Amusing to hear that modern architecture’s ranter-in-chief, Aaron Betsky, has been hired as dean of the School of Architecture at Taliesin West – in Scottsdale, Ariz – where Frank Lloyd Wright spent his final years as an architectural provocateur. How fitting.
As a notorious ranter in my own right, I bow down to the decision by FLW’s heirs and assigns to put the school into the hands of an expert arm-flapper. His recent expression of anger in Architecture, mouthpiece of the AIA, at the New York Times for allowing criticism of modernism to appear on its oped pages must have been noticed at Taliesin. And certainly they were impressed by the Betsky scandal at the Cincinnati Art Museum, which led to his resignation one year ago. Betsky permitted an art installation in which a marksman shot a bullet down a hallway at the museum in order to navel-gaze at the bullet’s passing propinquity to actual works of art.
So, yes! Duck, indeed!
Wright’s career had its famous highs and lows. After decades designing signature houses that emphasized horizontality and ornament that embraced its terrain – the Prairie School – he suffered a brain fart that led to work that won him affection from modernists after decades of arms-length frigidity. Many modernists have tried to closet the traditional work of their early careers. Wright never did, and few recall the ambivalence among modernists that attended his inclusion at the 1932 MoMA exhibition that launched the International Style in America. His reputation has survived apostasy, tragedy and episodes of marital infidelity that would tarnish that of a lesser light.

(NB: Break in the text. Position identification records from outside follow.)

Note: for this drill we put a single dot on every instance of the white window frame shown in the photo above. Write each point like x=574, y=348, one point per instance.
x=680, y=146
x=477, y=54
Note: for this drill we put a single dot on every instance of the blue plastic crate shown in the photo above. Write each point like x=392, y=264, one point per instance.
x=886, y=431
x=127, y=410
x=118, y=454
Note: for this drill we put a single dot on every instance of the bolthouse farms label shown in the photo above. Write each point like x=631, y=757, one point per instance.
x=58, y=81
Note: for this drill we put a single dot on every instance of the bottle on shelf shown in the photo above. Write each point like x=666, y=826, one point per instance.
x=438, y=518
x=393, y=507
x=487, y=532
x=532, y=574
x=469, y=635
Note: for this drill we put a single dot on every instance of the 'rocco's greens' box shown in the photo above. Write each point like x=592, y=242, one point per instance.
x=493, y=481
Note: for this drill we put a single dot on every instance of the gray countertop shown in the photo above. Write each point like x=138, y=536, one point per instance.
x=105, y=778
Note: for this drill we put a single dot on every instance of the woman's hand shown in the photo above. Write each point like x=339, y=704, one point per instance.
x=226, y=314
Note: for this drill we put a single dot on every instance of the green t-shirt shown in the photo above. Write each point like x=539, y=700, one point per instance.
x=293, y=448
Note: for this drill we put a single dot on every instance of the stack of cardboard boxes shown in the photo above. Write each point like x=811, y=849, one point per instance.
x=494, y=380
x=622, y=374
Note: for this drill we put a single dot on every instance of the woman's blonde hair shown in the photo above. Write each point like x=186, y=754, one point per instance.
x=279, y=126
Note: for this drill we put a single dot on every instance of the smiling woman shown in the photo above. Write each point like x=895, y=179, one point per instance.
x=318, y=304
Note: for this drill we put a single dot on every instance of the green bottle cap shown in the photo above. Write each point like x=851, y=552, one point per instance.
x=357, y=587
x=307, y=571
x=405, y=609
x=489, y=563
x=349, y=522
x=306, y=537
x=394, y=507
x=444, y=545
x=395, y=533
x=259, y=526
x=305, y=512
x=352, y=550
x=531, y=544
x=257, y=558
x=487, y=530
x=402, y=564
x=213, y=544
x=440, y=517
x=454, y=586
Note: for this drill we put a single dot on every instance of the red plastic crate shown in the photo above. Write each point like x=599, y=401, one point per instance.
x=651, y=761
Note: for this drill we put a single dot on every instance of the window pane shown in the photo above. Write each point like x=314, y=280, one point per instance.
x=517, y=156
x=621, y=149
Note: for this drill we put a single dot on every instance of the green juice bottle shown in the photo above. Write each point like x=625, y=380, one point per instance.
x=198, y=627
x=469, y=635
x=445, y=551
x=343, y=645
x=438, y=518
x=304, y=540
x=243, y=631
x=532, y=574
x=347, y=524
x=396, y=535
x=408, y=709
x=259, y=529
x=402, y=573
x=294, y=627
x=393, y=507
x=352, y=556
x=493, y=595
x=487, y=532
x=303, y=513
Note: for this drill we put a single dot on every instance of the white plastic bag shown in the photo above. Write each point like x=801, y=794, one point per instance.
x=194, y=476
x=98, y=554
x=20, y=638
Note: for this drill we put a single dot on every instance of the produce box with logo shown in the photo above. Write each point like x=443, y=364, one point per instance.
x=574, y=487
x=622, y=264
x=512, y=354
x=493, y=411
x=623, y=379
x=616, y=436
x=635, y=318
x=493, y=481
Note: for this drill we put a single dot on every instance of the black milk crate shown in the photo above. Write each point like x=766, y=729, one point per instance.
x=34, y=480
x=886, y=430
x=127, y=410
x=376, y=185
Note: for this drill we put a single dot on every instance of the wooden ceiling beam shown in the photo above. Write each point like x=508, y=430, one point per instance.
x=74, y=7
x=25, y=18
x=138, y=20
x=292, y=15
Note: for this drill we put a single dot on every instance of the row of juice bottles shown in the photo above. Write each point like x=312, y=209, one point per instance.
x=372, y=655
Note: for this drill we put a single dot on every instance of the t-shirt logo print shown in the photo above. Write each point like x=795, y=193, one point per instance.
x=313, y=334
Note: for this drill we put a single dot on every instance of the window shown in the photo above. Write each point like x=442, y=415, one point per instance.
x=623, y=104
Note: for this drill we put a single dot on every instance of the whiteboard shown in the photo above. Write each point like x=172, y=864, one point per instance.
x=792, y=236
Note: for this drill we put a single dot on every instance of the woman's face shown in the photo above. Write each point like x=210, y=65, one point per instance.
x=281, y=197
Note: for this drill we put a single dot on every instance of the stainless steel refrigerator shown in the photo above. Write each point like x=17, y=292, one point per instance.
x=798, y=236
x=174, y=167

Wright imbibed of the modernist Kool Aid relatively late in his career. That was before it became the new orthdoxy. He would be appalled today at what modernism has become. He would refuse to join the lickspittle brigades that carry on the cult. Betsky, no less than the faculty and staff he will oversee in Taliesin, does not realize that they are as far in spirit from Wright as it is possible to be. In short, he is the perfect choice to carry on its mission of helping young architects stick their heads in the sand as they continue modernism’s mission of aiming its calculated arrogance at the public.